QUALITY HEALTH CARE Quality has always been central in all discussions related to health care, in which both governmental ity and the public have a part. Though there have been attempts to update the quality of health care in tandem with the developments and inventions in medical field, the hue and cry for upgrading the system never ceases. Despite the measures the apprehension still exists that the quality of health care falls below the patients’ requirements. Quality is too difficult a term for an easy definition and it appears that everyone has a unique view of the concept. Quality can be defined in relation to both technical excellence and humane approach. “ By technical quality care we mean that the patient receives only the procedure tests, or services for which the desired health outcomes exceed the health risks by a sufficiently wide margin; and that each of these procedures or services is performed in a technically excellent manner. The second component of quality care is that all patients wish to be treated in a humane and culturally appropriate manner and be invited to participate fully in deciding about their therapy.” (Robert H. Brook et al). In short quality in health care is fundamentally based on the two above-mentioned factors.

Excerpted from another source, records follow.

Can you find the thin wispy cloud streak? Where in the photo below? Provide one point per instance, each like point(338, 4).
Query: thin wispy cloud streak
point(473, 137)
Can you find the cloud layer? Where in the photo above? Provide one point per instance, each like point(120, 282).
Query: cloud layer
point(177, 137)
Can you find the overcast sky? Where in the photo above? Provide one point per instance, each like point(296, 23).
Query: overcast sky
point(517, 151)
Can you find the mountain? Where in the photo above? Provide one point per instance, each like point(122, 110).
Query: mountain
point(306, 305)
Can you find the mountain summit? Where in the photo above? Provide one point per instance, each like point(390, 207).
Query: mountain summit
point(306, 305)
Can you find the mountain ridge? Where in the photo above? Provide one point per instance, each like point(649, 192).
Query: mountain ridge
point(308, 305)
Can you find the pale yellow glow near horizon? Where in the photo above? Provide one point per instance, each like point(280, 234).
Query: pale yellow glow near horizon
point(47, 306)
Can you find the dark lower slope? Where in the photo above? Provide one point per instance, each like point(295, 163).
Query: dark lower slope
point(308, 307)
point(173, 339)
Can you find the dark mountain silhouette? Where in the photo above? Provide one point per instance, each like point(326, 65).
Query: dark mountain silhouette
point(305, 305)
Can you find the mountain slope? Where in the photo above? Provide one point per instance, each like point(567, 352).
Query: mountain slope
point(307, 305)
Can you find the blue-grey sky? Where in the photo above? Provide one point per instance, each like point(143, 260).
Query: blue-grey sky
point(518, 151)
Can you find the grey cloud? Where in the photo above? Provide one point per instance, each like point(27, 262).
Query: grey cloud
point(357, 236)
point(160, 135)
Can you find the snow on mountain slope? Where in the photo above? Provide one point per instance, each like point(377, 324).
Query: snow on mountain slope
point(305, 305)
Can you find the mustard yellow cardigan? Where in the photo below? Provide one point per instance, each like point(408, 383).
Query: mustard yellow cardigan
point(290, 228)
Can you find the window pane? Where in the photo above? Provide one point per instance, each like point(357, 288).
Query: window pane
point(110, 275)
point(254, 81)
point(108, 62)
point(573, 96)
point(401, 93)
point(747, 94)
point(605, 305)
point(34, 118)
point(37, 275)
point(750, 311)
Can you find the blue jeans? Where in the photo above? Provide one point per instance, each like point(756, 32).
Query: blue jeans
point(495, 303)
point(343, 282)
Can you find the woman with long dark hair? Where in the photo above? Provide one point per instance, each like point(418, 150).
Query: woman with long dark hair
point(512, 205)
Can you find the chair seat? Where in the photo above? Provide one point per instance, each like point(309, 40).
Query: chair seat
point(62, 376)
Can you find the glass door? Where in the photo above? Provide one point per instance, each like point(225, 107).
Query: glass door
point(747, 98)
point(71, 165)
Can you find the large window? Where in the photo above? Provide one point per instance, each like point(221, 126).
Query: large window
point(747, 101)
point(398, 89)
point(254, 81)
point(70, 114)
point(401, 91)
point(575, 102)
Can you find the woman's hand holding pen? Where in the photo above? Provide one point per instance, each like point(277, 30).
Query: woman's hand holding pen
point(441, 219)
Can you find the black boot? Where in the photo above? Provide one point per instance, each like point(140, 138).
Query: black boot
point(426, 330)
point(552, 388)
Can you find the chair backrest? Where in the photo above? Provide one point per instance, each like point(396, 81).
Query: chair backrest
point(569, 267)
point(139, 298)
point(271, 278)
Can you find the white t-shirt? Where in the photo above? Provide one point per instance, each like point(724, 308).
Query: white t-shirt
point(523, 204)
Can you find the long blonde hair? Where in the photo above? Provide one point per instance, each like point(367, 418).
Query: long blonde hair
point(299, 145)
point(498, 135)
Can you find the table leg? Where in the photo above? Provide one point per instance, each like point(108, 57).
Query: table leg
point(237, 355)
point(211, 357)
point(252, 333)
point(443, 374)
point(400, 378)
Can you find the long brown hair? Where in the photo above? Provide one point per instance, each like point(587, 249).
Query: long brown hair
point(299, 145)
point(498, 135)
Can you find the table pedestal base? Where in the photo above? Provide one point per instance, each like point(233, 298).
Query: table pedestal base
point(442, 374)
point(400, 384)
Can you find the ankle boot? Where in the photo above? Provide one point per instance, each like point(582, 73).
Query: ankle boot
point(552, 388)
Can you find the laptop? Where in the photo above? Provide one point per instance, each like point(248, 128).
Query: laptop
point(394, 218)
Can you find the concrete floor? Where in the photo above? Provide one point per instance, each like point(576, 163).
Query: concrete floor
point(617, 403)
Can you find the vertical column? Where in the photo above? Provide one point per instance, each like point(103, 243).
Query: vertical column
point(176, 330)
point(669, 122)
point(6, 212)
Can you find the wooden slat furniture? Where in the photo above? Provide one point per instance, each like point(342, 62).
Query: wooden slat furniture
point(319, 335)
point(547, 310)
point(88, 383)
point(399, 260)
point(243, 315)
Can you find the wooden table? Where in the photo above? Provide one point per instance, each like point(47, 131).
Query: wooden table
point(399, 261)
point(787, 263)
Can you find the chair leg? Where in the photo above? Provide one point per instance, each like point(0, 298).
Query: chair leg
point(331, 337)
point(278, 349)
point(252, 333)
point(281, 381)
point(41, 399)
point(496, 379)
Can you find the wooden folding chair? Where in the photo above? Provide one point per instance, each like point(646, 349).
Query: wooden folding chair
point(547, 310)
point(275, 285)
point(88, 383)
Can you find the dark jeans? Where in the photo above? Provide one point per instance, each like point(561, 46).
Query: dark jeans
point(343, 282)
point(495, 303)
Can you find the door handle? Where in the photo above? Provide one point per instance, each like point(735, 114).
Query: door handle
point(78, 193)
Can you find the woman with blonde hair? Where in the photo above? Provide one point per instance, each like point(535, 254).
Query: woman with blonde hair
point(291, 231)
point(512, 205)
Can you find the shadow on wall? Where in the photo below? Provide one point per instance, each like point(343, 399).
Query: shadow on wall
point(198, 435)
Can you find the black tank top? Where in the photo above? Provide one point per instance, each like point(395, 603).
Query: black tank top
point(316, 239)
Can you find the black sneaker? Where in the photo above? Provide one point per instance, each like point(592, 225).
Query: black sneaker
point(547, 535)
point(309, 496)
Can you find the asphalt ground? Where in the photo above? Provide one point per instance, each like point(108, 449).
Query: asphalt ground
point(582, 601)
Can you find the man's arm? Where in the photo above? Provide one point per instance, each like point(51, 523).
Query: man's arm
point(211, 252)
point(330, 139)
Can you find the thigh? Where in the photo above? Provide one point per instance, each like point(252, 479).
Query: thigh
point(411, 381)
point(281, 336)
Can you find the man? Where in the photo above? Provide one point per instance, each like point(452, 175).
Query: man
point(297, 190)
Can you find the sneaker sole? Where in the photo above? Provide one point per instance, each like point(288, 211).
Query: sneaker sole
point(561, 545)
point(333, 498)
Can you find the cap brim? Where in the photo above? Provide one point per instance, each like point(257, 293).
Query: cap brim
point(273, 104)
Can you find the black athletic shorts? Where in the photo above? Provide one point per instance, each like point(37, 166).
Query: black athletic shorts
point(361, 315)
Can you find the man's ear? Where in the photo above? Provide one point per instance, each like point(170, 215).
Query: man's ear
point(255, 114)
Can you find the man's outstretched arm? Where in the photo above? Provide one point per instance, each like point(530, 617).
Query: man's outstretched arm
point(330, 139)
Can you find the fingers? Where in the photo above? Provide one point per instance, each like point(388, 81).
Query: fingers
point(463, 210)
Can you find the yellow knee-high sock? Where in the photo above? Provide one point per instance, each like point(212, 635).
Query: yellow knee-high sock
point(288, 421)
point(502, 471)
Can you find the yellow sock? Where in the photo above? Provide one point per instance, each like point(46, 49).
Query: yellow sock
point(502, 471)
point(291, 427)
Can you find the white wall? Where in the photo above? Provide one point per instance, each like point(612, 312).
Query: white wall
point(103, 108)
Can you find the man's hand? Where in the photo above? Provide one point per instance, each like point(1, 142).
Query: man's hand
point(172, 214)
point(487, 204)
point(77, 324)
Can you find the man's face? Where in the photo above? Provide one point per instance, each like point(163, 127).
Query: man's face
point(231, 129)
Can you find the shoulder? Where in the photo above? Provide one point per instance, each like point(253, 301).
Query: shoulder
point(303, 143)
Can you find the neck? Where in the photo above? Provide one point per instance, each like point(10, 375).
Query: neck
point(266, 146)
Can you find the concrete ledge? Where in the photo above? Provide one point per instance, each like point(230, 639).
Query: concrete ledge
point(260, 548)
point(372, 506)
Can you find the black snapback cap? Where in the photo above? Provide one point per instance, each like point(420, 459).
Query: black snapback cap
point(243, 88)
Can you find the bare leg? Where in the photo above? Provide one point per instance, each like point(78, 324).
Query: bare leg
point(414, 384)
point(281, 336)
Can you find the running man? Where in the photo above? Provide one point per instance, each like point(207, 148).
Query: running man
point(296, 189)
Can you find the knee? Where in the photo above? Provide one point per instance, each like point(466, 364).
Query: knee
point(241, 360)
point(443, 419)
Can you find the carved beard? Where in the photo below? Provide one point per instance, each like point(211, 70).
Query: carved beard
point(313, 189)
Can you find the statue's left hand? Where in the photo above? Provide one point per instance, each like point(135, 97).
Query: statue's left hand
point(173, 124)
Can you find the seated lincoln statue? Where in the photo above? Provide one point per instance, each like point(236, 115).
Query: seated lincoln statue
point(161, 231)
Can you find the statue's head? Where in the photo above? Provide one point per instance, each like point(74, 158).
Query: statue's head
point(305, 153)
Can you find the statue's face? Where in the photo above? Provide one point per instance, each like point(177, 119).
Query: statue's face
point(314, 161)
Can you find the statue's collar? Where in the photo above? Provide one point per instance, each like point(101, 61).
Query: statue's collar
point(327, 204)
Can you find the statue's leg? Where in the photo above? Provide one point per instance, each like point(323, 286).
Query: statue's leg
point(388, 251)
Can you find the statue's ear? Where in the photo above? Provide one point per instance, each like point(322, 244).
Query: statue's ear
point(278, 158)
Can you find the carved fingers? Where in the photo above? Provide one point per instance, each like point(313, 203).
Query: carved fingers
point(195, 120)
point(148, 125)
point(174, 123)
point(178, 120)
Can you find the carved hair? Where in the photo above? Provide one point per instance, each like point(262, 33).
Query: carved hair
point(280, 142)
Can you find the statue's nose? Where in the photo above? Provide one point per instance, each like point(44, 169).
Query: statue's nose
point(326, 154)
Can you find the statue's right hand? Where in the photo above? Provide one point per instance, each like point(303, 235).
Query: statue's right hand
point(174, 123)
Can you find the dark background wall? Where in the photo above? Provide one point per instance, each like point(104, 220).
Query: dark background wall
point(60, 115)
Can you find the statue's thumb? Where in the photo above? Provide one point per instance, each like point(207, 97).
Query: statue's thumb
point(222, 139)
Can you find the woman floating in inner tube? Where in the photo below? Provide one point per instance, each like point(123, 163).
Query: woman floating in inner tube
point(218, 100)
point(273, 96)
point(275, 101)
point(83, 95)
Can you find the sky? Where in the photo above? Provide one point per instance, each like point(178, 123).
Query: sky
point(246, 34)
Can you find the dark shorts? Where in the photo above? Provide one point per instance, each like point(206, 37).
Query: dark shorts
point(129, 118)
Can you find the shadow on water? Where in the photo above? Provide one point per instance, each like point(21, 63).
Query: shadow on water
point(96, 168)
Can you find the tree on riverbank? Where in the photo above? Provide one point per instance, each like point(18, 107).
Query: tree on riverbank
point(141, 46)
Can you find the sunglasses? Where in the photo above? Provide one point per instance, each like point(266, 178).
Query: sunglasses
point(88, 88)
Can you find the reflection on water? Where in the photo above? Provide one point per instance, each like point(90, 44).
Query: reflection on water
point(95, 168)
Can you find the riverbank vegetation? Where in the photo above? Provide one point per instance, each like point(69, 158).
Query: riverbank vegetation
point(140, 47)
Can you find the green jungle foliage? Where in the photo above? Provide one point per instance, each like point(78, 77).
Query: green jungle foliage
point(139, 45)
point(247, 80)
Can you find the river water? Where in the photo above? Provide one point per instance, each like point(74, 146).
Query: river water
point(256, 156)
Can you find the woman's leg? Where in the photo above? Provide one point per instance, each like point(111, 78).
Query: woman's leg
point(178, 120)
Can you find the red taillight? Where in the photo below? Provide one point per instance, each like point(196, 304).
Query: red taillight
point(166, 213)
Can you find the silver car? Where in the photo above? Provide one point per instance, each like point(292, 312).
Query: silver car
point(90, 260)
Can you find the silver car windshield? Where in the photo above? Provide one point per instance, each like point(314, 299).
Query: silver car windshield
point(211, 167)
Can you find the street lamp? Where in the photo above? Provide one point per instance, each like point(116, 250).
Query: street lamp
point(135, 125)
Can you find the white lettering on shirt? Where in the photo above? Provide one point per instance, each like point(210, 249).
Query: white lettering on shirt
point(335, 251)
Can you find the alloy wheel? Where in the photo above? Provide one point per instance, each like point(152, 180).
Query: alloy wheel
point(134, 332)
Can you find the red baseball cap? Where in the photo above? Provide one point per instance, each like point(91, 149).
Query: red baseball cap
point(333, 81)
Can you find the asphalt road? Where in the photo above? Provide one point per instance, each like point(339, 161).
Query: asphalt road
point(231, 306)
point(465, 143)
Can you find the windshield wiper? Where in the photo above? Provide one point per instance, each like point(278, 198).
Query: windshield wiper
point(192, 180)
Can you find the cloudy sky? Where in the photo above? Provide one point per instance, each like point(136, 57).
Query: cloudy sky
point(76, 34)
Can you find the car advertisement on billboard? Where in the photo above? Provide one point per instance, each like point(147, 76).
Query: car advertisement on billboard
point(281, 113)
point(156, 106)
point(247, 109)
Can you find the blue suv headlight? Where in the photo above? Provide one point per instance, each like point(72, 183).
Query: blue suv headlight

“ Getting quality health care can help you stay healthy and recover faster when you become sick. However, we know that often people do not get high quality care. A 2004 study of 12 large US communities found that just over half (54. 9%) of people were receiving the care they needed.” (AHRQ Homepage: ). Everywhere, people looking for health care confront the problem that there is no uniform standard to measure quality. Thus it has become imperative to measure quality of care offered by healthcare service providers. Therefore, with a view to help patients choose the right treatment most suited to their personal needs, more and more public and private groups are developing and using quality measures based on the principles of right health plan, the right doctor, the right treatment, the right hospital, the best long term facility. Thus it can be seen that quality measures make available the necessary information which patients can assimilate to help them take a right decision about their treatment.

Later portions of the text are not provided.